There was the Santa Rosa father who stabbed his wife 68 times before stashing her body in a toy box. Another involved a financially desperate Sonoma Valley youth who snuck up behind his grandfather and fired a shotgun into the back of his head.
Long before he was appointed to the bench, Gnoss, a former prosecutor, helped try one of the county's most notorious killers, Ramon Salcido, convicting him of murdering seven people, including Salcido's wife and two daughters, and landing him a spot on Death Row.
But Gnoss' high-profile courtroom experiences may provide little instruction for the next chapter of his career — presiding judge.
The 61-year-old Sonoma resident will enter a new frontier as he sets policy for the vast Hall of Justice — including a controversial “expressive activity” order — and represents the county in pursuit of state funding to build a new $140 million courthouse.
On top of administrative duties, the criminal justice veteran will take on several specialty courts, including one addressing civil evictions.
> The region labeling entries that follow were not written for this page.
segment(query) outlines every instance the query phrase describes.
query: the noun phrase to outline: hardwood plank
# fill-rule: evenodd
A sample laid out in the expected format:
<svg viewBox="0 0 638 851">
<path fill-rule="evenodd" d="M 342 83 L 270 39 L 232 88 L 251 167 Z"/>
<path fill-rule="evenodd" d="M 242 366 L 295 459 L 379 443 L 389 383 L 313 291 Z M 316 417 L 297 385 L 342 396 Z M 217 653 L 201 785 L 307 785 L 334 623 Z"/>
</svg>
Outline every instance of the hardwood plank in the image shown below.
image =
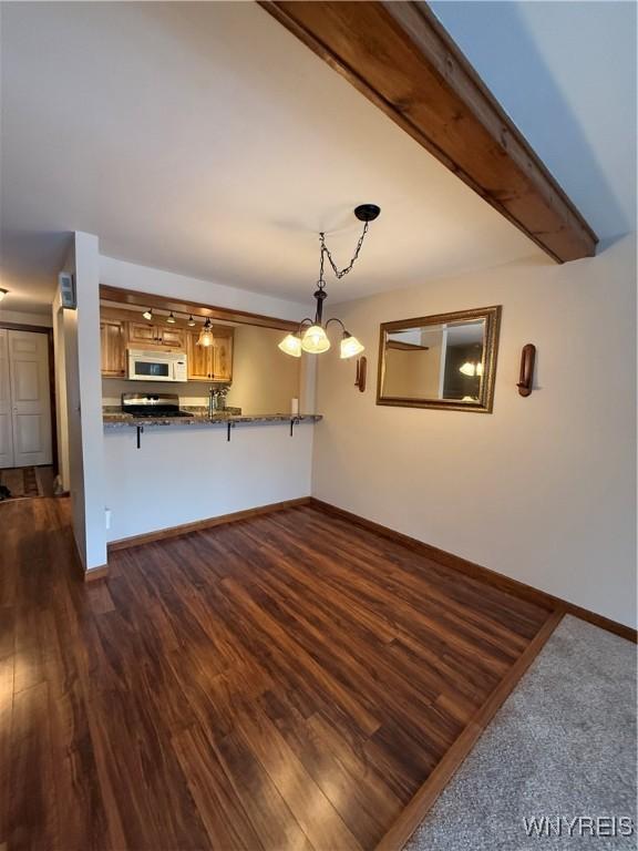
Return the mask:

“I've done death penalty cases and murder cases, but this is a different area of the law,” said Gnoss, who began the two-year post Jan. 1. “I think it will be challenging. But it also gives me the ability to make positive changes for the court, with the help of the other judges.”
People who have known Gnoss during his three decades as a Sonoma County judge and prosecutor said he would have no problem finding his way.
“He's has good temperament,” said Public Defender Kathleen Pozzi, who was a courtroom adversary for many years. “He doesn't fly off the handle and he's very thoughtful. It's what makes him a very good judge.”
Greg Jacobs, a retired assistant district attorney, described Gnoss as having a rare combination of intelligence, motivation and integrity in his roles as lawyer and judge.